A couple of posts ago, I started a series on SaaS metrics unique to enterprise-driven B2B Networks. In that first post, I covered the Buyer-Supplier revenue mix. This time, let’s consider modifying the concept of LTV/CAC to include an enterprise’s ecosystem.
Modified LTV/CAC
There’s already too much written about LTV/CAC (see here, here, here), so I will be brief. The key point is that for enterprise-driven B2B networks, both CAC and LTV need to be modified to take into account the ecosystem an enterprise brings to the other side of the platform. For instance, CAC needs to be modified to be the CAC to acquire the enterprise plus the CAC to acquire that same enterprise’s relevant supplier base. (For order-to-cash companies, just reverse the words “buyer” and “supplier” each time they appear.) Similarly, the LTV needs to be the sum of the LTV of the enterprise buyer plus the sum of the LTVs of all of the enterprise’s suppliers. (And those two groups may have very different churn rates. This difference in churn will be covered in a later post.)

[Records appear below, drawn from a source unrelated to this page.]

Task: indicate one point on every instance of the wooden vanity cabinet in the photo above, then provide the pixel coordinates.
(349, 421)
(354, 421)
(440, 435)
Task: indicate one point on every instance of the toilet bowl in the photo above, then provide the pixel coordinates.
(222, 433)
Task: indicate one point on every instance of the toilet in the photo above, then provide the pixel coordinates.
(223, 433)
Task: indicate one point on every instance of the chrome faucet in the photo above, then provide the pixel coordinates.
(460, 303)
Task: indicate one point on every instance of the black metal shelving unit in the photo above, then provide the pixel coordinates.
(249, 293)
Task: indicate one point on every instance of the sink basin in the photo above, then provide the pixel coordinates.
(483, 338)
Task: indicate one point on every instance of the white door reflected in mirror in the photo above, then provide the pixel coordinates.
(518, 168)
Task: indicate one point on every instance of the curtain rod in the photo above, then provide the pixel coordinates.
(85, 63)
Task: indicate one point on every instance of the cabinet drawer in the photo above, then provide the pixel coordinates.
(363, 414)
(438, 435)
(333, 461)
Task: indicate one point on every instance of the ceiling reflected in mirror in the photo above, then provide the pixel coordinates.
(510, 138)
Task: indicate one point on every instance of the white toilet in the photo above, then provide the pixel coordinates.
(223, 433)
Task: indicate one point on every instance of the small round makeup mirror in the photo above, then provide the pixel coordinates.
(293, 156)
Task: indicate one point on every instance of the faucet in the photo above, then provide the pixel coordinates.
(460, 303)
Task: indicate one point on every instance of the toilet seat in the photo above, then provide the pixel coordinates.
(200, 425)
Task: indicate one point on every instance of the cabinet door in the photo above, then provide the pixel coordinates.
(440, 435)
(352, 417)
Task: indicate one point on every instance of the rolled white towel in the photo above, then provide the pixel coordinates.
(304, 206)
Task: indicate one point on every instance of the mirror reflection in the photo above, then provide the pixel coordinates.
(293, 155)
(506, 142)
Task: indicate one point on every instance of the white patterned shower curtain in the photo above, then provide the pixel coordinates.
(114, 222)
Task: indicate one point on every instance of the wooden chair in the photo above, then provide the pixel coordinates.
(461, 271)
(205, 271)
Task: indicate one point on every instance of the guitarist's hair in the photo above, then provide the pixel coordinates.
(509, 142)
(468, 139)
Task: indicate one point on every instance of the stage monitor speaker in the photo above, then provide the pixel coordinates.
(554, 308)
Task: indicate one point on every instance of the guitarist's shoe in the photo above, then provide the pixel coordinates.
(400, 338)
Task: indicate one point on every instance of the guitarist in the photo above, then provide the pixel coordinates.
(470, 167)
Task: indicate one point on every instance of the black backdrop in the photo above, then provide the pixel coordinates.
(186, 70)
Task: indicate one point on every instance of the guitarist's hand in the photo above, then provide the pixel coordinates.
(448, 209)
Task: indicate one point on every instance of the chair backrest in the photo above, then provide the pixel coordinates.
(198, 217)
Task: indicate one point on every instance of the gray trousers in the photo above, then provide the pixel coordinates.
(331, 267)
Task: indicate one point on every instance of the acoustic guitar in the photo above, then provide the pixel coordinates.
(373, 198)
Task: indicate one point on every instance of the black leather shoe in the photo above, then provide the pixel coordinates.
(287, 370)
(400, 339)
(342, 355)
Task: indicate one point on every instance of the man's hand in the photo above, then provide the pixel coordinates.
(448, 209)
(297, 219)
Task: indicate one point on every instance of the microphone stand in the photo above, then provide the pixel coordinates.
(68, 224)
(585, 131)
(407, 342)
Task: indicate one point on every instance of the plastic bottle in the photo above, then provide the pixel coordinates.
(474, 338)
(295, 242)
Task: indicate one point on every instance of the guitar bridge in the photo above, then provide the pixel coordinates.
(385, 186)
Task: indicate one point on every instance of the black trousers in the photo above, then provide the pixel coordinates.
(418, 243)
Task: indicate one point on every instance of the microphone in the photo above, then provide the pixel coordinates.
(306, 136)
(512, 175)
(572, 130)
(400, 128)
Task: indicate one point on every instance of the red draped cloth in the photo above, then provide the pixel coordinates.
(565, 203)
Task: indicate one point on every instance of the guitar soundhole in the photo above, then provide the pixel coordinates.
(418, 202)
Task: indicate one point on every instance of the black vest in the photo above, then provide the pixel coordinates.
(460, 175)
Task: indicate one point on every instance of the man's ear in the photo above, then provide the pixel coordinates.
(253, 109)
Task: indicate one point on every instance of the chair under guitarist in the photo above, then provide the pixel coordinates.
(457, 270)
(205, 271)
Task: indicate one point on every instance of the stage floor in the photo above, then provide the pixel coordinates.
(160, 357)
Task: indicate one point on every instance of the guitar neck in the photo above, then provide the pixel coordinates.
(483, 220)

If you like fancy math symbols, and who doesn’t, it would look something like this:
Modified CAC for Enterprise Driven B2B Platforms = Traditional Buyer CAC + Σ Supplier CAC
Modified LTV for Enterprise Driven B2B Platforms = Traditional Buyer LTV + Σ Supplier LTV
(I know I should figure out how to show there are 1-n suppliers, but you get the idea.) (Also, again, just reverse the words buyer and supplier for O2C networks.)
An enterprise-driven B2B network needs to understand the total economics of each of its enterprise customers and their ecosystems. The network must also understand the CAC and LTV of each type of supplier because the network will discover important segmentations buried in that data. More on that idea in the last post in the series. Can you stand the suspense?